Whole-cell CatSper currents are potentiated by extracellular 8-Br-cGMP. Currents were recorded at pH_i 7.3 in the absence of intracellular divalent ions. Voltage was stepped from −80 to +80 mV in steps of 10 mV from a holding potential of 0 mV. (A) Currents in extracellular solution containing Ca²⁺ and Mg²⁺ (HS) and monovalent CatSper currents in divalent-free Na⁺-based bath solution (NaDVF). Extracellular 8-Br-cGMP (5 mM) potentiated monovalent currents (NaDVF+8-Br-cGMP).
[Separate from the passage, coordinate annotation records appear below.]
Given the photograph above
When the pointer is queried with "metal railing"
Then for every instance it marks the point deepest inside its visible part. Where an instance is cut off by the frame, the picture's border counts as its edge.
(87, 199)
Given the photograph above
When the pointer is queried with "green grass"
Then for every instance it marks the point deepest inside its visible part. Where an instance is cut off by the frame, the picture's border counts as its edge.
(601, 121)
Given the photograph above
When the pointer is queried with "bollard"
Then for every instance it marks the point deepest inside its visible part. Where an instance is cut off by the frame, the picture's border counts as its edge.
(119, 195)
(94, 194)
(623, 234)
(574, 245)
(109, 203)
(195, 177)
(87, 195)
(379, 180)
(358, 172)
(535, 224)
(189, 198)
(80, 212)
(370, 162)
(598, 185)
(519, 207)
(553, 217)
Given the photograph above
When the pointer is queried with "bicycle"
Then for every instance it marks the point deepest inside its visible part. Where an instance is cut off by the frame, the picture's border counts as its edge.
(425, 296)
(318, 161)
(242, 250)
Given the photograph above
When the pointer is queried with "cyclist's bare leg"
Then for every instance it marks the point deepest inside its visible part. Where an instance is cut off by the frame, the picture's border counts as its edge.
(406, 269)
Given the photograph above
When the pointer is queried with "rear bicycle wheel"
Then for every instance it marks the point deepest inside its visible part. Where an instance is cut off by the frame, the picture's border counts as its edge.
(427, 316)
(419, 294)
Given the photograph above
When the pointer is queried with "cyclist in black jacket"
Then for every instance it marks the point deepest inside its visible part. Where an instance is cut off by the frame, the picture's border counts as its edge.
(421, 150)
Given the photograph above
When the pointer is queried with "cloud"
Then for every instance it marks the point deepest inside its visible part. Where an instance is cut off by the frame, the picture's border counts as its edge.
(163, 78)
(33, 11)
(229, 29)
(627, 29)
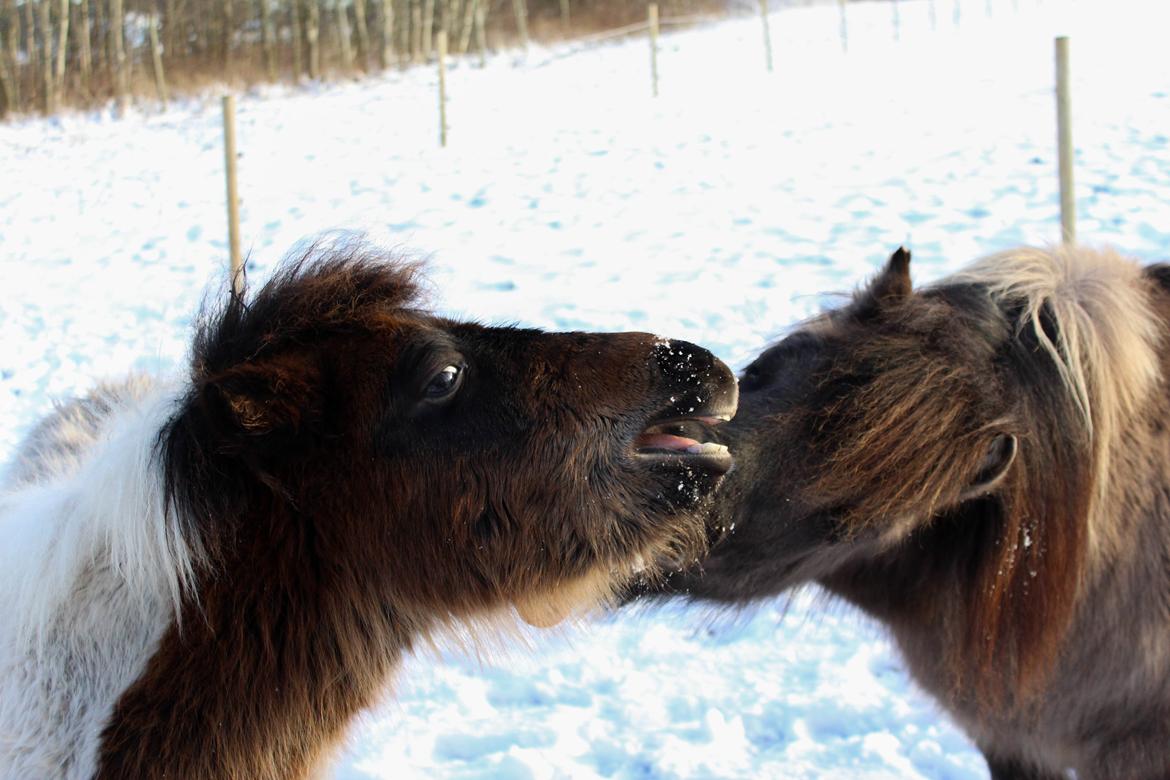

Currents were completely blocked by 30 μM mibefradil (NaDVF+8-Br-cGMP + Mib). (B) Current–voltage relationship from (A). (C) Currents recorded as described in (A), with 5 mM cGMP included in the pipette solution. (D) Current–voltage relationship from (C). (E) Currents recorded as described in (A), with 5 mM 8-Br-cGMP included in the pipette solution. (F) Current–voltage relationship from (E). (G) Mean current amplitudes at −60 mV (4–10 experiments) recorded in Ca²⁺ and Mg²⁺ containing solution (HS), in divalent-free solution (NaDVF), after perfusion with 5 mM 8-Br-cGMP (NaDVF+8-Br-cGMP), and after perfusion with 5 mM 8-Br-cGMP and 30 μM mibefradil (NaDVF+8-Br-cGMP+Mib). The currents were recorded either in the absence or in the presence of 5 mM cGMP or 8-Br-cGMP in the pipette solution. Extracellular but not intracellular application of cyclic nucleotides potentiated CatSper currents.

Figure 9

Normalized dose–response relationships for various compounds that activate CatSper. Each data point represents the mean of n⩾3.